1. This is a coincidence, and I just happened to find a 2 year old Bitcoin transaction with the hash value of my secret. This is possible, but exceedingly unlikely.

2. I have committed fraud on the Bitcoin network. This requires me to control a significant portion of the computing resources running the Bitcoin network, and is thus almost certainly economically unfeasible.

3. I was in possession of my secret (and thus had the idea of the invention) two years ago.

Notice that this process requires a small amount of Bitcoin to essentially be destroyed, because no one is in possession of the private key of the address I sent my secret to, and therefore no one can prove that they own the 0.01 Bitcoin I sent to the address. This could theoretically have a negative impact on the other (monetary) use of Bitcoin, making it even more deflationary than planned (the same goes for people losing or forgetting the passphrase to their Bitcoin wallets).

Using the Bitcoin network as a store of value or means of exchange is only one (and, dare I say, a short-sighted) benefit. Proof-of-work systems have been proposed as a way of preventing denial of service attacks on computer systems by making them economically nonviable. Bitcoin is essentially a massive decentralized transaction log based on proof-of-work. It's awesome, and I contend that Bitcoins have considerable nonmonetary value.

Useful links:

People have proposed using the Bitcoin network as a way to track the ownership of virtual property, like items in an MMORPG:

Andy said...

There's a couple assumptions made that are needed to trust bitcoin:

#1 You need confidence that half of the mining is not rogue. In this world with a monster-sized NSA and high powered Chinese compute, I am not so sure.

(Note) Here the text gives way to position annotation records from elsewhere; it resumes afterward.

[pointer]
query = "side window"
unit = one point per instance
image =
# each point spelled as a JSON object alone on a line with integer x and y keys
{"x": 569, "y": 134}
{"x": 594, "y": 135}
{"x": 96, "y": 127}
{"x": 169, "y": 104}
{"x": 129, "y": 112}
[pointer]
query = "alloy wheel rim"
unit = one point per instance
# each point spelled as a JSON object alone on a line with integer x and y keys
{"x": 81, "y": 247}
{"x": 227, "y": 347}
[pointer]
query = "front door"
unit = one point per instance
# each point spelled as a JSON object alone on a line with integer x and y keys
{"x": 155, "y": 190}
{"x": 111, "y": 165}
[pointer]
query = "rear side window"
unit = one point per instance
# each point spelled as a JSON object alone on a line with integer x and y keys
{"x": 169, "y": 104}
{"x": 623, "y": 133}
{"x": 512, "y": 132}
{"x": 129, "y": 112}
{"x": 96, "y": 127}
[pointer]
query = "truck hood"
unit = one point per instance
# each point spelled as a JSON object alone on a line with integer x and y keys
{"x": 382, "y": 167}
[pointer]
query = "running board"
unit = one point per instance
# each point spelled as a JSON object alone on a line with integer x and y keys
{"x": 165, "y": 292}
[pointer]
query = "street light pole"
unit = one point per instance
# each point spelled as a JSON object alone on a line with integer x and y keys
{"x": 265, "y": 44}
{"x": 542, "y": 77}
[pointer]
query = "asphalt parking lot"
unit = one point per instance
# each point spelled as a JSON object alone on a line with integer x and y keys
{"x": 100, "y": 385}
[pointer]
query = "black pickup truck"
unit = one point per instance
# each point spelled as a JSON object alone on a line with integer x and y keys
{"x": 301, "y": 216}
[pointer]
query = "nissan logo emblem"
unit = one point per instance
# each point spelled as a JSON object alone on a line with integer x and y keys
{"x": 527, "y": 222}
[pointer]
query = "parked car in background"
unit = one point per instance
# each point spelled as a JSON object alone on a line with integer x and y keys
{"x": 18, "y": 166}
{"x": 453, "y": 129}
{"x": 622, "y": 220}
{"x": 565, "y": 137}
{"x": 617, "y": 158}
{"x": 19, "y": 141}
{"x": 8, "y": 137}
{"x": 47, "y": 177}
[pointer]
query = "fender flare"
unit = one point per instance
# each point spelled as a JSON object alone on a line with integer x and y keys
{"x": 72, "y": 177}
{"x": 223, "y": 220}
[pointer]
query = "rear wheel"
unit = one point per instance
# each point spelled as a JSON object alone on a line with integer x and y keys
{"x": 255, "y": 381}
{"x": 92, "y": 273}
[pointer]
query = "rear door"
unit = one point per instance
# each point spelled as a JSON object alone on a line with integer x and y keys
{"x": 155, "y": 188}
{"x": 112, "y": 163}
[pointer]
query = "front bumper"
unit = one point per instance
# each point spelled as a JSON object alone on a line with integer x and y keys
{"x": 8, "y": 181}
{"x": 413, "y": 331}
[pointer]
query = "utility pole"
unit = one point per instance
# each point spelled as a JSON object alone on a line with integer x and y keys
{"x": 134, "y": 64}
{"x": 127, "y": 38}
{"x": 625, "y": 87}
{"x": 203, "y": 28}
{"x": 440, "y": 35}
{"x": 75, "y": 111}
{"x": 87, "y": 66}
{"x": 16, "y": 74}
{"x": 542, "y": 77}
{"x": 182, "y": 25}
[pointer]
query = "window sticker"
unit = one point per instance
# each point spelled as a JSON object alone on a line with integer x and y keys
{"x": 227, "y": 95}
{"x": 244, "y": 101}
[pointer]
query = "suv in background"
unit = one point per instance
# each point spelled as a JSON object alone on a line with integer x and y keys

#2 What if Satoshi were an NSA project?

Personally, I'm waiting for a better competitor.

Robert Taylor said...

"The disadvantage, relative to a fiat money or fractional reserve system, is that the creation of money consumes real resources—time and effort to mine gold, computer processing time to mine bitcoins."

You can't claim that a disadvantage to a new "money" (I'm not claiming it's money, you are) is a quality inherent to money in toto.

That's like saying "a disadvantage to this universe is that ball can't be painted completely red and completely blue at the same time".

David Friedman said...


The creation of a fiat money does not consume real resources in the same sense--something must be spent to print the notes, but the amount is unconnected with their value. A fractional reserve money based on a commodity consumes some real resources, but only a fraction of the amount consumed by a hundred percent or pure commodity money with the same purchasing power, which is what bitcoin is equivalent to.